More promisingly, it is not uncommon to hear from scientists who were once reluctant to use DOE but who become firm advocates once they see how they can quickly find solutions for problems they had been working on.
DOE Is Becoming Mainstream
Things are moving in a positive direction. Over the past 20 years, and taking industry as a whole, the use of DOE in product development has moved steadily from the fringes to the mainstream. Today it is evident that many R&D professionals are routinely turning to DOE to help answer their questions. Such is the power of DOE to gain the required process understanding that in regulated industries, the regulators may look more favorably on submissions and assessments that explicitly incorporate DOE.
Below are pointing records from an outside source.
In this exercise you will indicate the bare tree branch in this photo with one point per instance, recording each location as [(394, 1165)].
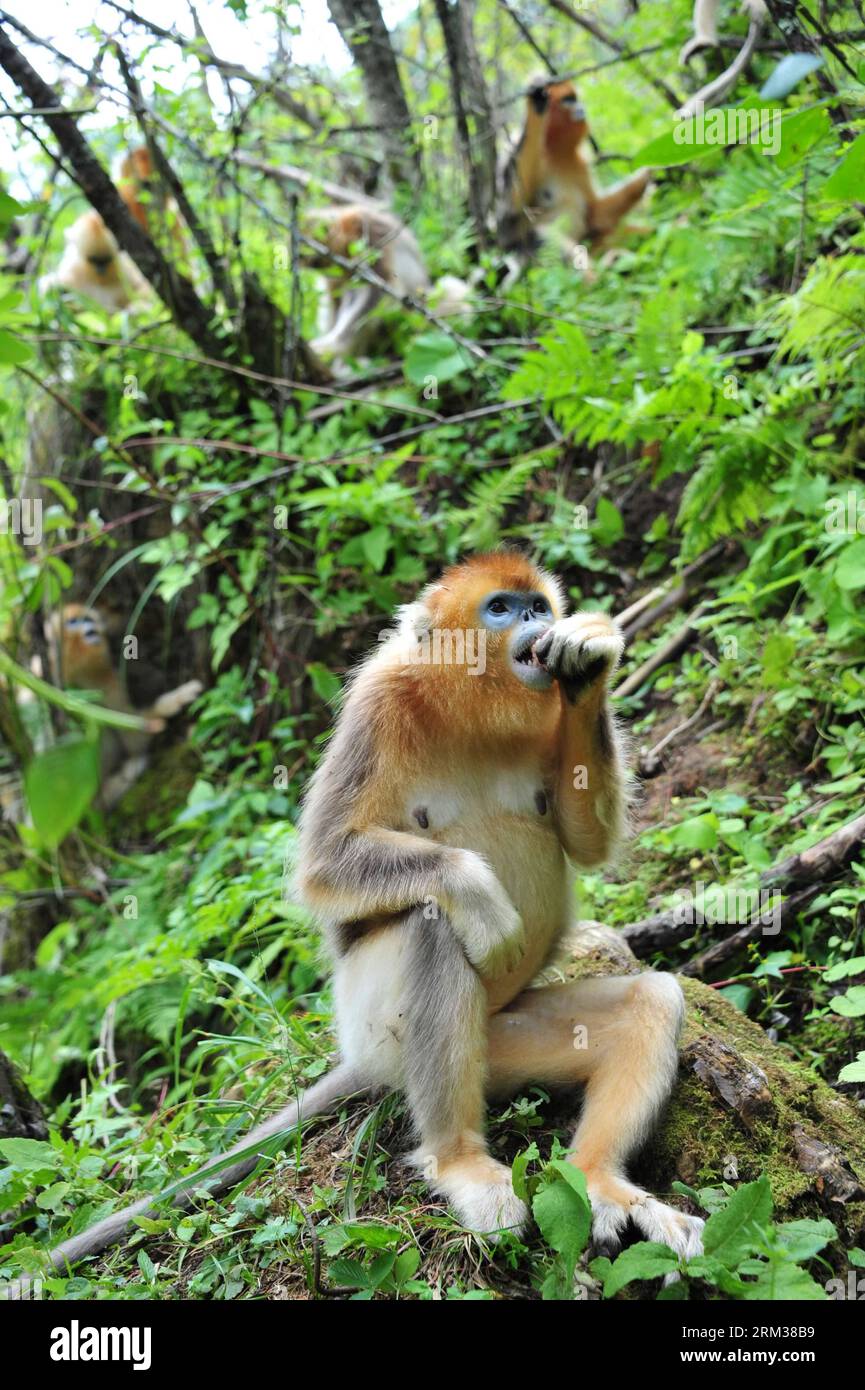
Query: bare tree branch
[(477, 141), (366, 36)]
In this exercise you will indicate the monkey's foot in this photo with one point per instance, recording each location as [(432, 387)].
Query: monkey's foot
[(615, 1203), (481, 1194)]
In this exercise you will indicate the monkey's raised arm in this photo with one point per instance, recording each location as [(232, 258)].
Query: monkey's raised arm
[(590, 780), (358, 866)]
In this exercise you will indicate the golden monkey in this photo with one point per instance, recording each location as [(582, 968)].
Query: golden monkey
[(705, 24), (92, 264), (548, 185), (392, 252), (81, 658), (474, 765)]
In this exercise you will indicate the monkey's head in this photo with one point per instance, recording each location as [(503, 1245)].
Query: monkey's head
[(93, 242), (78, 647), (566, 124), (511, 602)]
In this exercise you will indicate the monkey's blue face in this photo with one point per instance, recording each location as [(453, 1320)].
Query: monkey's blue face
[(523, 619)]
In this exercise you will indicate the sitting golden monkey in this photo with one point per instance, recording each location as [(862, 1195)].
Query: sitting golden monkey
[(92, 264), (81, 658)]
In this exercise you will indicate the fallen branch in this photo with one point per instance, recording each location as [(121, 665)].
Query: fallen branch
[(807, 869), (639, 617), (650, 762), (765, 923), (673, 647)]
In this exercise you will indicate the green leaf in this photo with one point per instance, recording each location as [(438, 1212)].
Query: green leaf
[(801, 132), (53, 1197), (804, 1239), (850, 567), (60, 784), (854, 1070), (847, 181), (324, 683), (519, 1171), (783, 1280), (647, 1260), (434, 356), (697, 833), (376, 544), (608, 527), (850, 1005), (737, 1229), (11, 350), (28, 1155), (787, 74)]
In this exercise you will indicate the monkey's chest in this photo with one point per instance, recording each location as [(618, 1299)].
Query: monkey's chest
[(508, 819), (559, 198)]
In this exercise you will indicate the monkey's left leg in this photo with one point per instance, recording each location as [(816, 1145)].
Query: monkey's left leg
[(608, 209), (619, 1037), (355, 305), (444, 1065)]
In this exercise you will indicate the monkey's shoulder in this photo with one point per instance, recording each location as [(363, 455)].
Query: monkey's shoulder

Given this demonstrable success, the wide adoption of DOE in R&D by the chemical-based industries should be seen as both necessary and strategic. Companies in these sectors should be actively investing in developing their DOE capability, and work towards instituting more comprehensive data collection schemes that allow them to better understand their processes through the whole product lifecycle. It is an effort in terms of training and investment, but it will allow them to survive and prosper.